Andrei Soshnikov, repórter do semanário Moi Rayon, de São Petesburgo, disse que tem havido um impulso nos últimos meses para contratar mais trolls que falam inglês, como parte de um esforço para influenciar a opinião pública nos Estados Unidos.

Soshnikov foi um dos primeiros jornalistas russos a escrever sobre a “fábrica de trolls”, chegando inclusive a postar um vídeo no YouTube mostrando o ambiente de trabalho na Agência de Pesquisa.

Alto impacto

Estima-se que a equipe atual de trolls do Kremlin conte com 600 agentes. Parece pouco no ambiente online, que já é acessado por quase três bilhões de pessoas, mas aparentemente os trolls têm sido capazes de impactar a rede com suas opiniões.

Em 2014, o jornal britânico The Guardian queixou-se do que classificou como uma “campanha orquestrada” pró-Rússia nas seções de comentários de suas reportagens sobre os conflitos na Ucrânia. Em 2012, o mesmo jornal havia alertado sobre um grupo pró-Kremlin que, segundo seus editores, atuava na internet “com o objetivo de fornecer uma cobertura lisonjeira do presidente russo Vladimir Putin e os planos para desacreditar ativistas da oposição e a imprensa”.

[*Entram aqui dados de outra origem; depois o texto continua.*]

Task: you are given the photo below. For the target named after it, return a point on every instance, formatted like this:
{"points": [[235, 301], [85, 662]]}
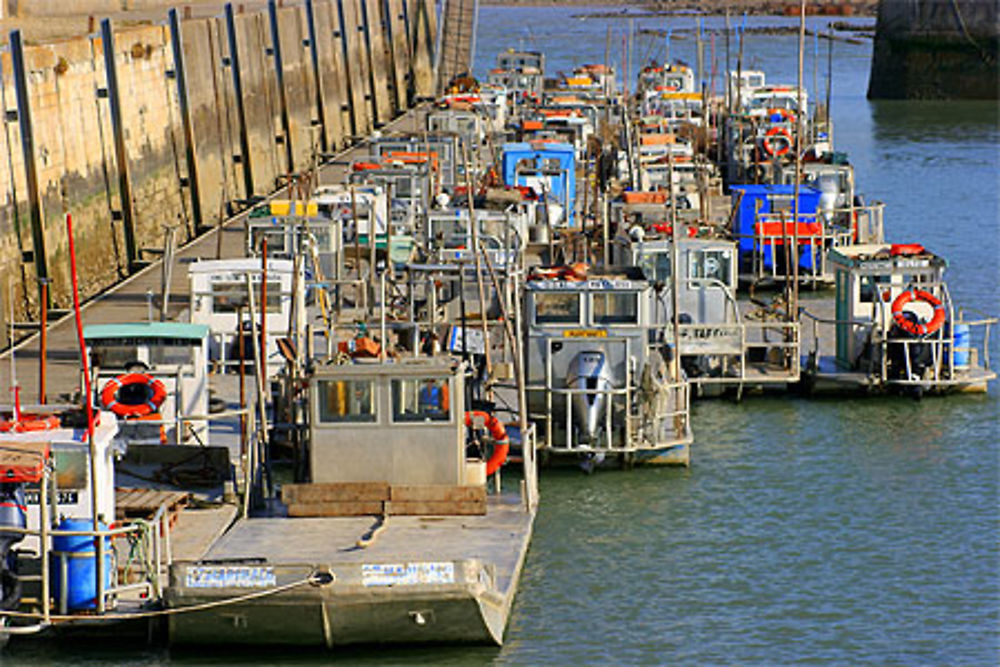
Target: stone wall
{"points": [[246, 125], [936, 49]]}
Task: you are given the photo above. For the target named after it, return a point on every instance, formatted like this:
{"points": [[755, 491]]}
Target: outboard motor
{"points": [[13, 514], [829, 190], [589, 370]]}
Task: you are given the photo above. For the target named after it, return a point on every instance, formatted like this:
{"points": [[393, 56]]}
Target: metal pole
{"points": [[674, 271], [234, 66], [121, 150], [799, 127], [474, 227], [180, 75], [279, 73], [28, 151], [263, 299], [43, 339], [317, 74]]}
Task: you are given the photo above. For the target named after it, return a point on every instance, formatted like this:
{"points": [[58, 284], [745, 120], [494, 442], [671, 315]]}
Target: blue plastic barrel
{"points": [[961, 352], [81, 565]]}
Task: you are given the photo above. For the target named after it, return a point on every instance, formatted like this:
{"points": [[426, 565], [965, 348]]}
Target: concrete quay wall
{"points": [[183, 125]]}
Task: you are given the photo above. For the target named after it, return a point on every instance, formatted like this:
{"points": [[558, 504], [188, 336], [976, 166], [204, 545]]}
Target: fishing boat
{"points": [[895, 328], [402, 532], [602, 388], [154, 377]]}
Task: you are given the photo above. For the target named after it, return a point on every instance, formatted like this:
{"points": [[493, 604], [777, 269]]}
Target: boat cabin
{"points": [[593, 341], [156, 371], [219, 299], [895, 325], [317, 239], [63, 440], [549, 169], [402, 424], [719, 344]]}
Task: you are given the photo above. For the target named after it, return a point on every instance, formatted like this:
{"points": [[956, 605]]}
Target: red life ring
{"points": [[906, 249], [501, 444], [915, 327], [109, 395], [776, 131], [30, 423]]}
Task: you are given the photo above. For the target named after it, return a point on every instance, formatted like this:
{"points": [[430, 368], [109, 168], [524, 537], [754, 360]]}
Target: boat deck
{"points": [[499, 537]]}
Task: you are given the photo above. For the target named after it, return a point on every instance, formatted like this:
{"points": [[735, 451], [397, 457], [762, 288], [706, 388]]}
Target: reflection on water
{"points": [[937, 120]]}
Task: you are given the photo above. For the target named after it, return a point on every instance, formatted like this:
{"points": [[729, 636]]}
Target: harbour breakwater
{"points": [[936, 49], [162, 131]]}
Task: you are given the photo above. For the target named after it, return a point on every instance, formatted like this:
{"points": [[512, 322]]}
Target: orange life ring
{"points": [[29, 423], [915, 327], [109, 395], [775, 131], [501, 443]]}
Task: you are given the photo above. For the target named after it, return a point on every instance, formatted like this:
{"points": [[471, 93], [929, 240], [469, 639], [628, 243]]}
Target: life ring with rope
{"points": [[501, 443], [913, 325], [156, 393]]}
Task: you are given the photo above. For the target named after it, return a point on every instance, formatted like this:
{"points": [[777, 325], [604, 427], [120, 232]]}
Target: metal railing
{"points": [[152, 536]]}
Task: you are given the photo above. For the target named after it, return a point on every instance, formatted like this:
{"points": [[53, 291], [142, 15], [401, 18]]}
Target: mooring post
{"points": [[180, 78], [241, 115], [325, 141], [121, 152], [279, 73], [28, 151]]}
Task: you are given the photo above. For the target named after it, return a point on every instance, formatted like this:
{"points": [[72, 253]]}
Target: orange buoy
{"points": [[914, 326], [110, 400]]}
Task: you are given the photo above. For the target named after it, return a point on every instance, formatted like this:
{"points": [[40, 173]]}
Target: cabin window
{"points": [[615, 308], [872, 287], [227, 296], [421, 400], [346, 401], [656, 266], [710, 265], [557, 308]]}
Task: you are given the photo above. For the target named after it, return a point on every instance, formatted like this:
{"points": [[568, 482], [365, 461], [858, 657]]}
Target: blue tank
{"points": [[81, 565]]}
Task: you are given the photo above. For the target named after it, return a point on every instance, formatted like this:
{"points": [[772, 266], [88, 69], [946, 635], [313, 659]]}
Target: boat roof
{"points": [[403, 368], [538, 147], [137, 330], [239, 264], [886, 256]]}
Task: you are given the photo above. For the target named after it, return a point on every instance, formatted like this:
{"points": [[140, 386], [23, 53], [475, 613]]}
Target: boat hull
{"points": [[342, 612]]}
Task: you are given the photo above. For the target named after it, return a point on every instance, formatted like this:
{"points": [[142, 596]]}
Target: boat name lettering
{"points": [[62, 497], [585, 333], [230, 576], [407, 574], [588, 284]]}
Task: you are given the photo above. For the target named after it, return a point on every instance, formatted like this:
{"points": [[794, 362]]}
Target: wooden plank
{"points": [[437, 493], [435, 508], [342, 508], [334, 492]]}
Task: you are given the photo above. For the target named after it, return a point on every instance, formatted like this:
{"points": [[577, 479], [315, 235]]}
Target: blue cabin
{"points": [[548, 168], [754, 201]]}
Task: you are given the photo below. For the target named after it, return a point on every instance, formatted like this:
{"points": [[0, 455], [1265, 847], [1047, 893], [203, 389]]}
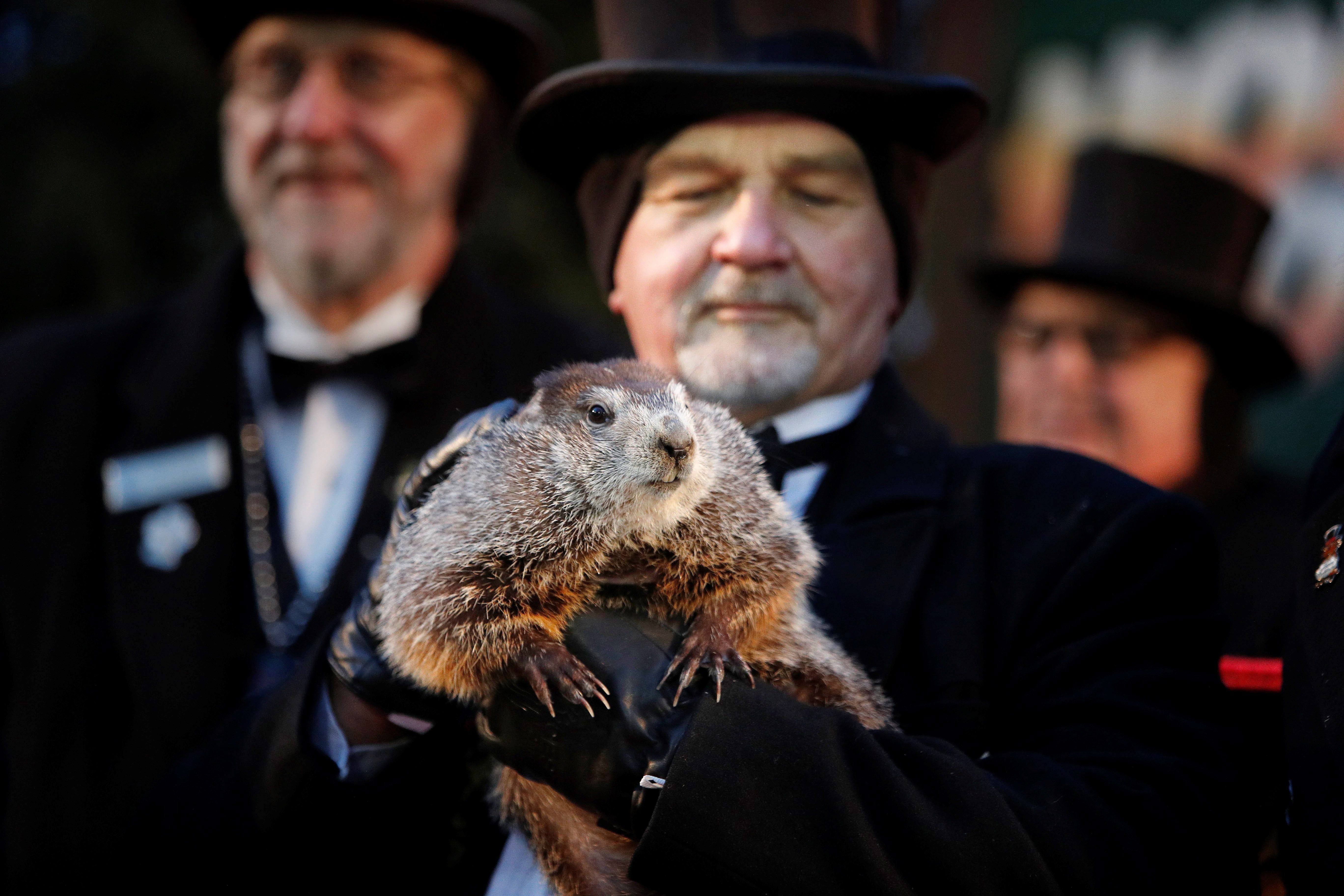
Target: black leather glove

Quando Boris Nemtsov, líder da oposição russa, foi morto a tiros em Moscou no final de fevereiro de 2015, o movimento dos trolls do Kremlin foi rapidamente percebido na internet, acusando os Estados Unidos de estar por trás do assassinato.

Outra questão fundamental é que a campanha tem afetado ativamente a relação da Sérvia com a Rússia e a União Europeia. Como a maioria das informações recebidas pelos sérvios vem da imprensa russa, a atuação dos trolls acaba criando a ideia de que o regime ucraniano é neonazista e de que Putin estava certo ao anexar a Crimeia.

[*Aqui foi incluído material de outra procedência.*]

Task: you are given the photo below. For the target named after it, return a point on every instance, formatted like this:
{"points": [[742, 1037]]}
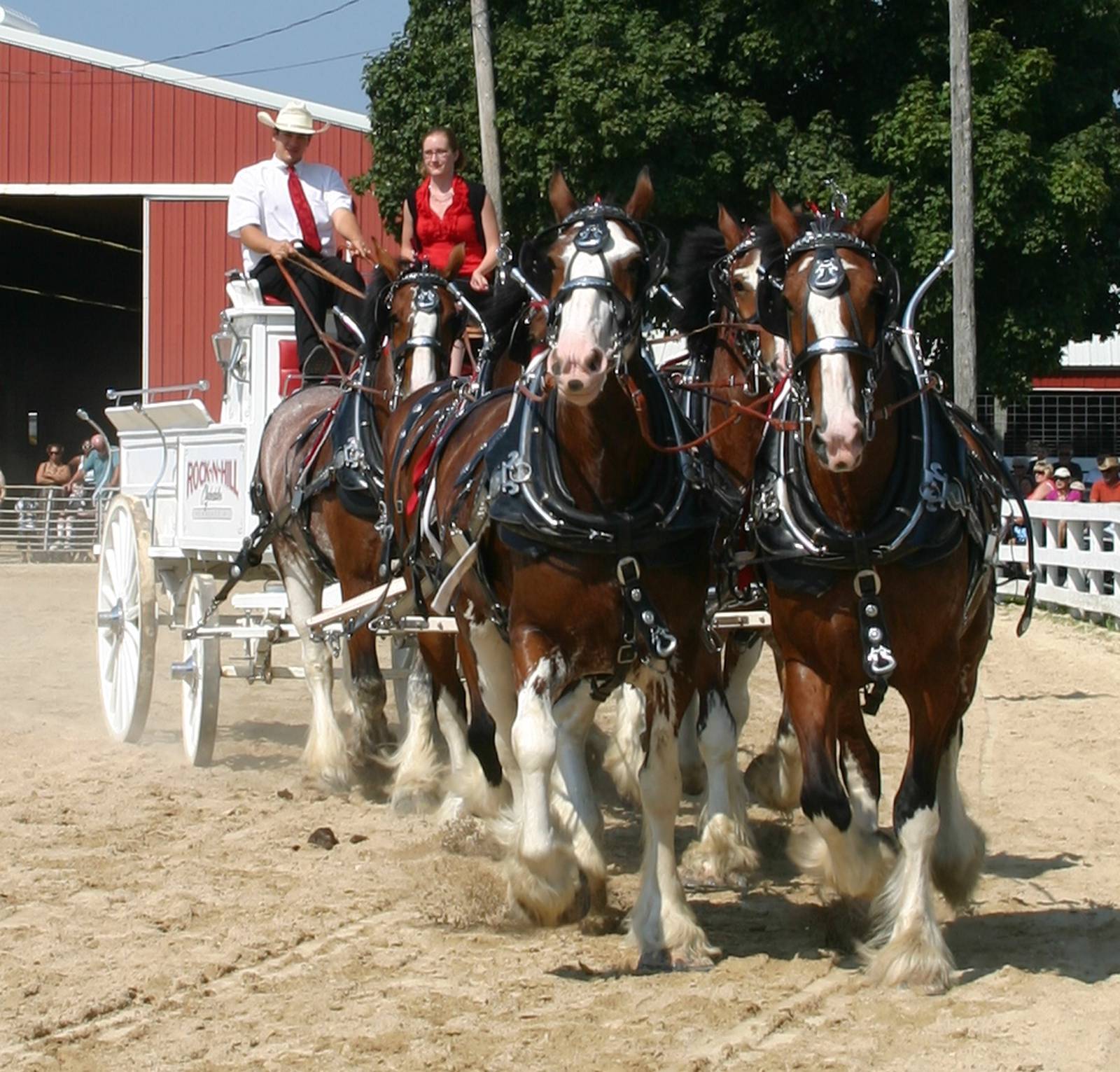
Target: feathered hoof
{"points": [[417, 800], [957, 870], [694, 780], [860, 872], [550, 891], [918, 958], [333, 775], [766, 786], [724, 857]]}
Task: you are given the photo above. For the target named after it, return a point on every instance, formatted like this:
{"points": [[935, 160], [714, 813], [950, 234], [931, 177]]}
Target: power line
{"points": [[71, 235], [43, 293], [246, 41]]}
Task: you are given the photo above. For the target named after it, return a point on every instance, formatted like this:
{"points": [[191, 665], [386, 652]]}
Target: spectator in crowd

“Uma das consequências disso é que o apoio popular à integração da Sérvia à União Europeia despencou para menos de 50% pela primeira vez desde a mudança democrática na Sérvia em 2000”, disse Jelena Milic, analista política do Centro de Estudos Euro-Atlântica, em Belgrado. “Vai ser muito difícil recuperar esse apoio público”.

A falta de apoio popular pode terminar afastando a Sérvia da proclamada adesão à União Europeia, colocando-a mais perto ainda da órbita da Rússia. A operação tanto tem preocupado a UE que o bloco elaborou um plano para combater a campanha de desinformação na Rússia.

O Ministério das Relações Exteriores da Alemanha também interveio e tem tentado contrariar a propaganda russa, emitindo memorandos a seus diplomatas com informações para desmascarar alguns dos argumentos russos padrão sobre os conflitos na Ucrânia.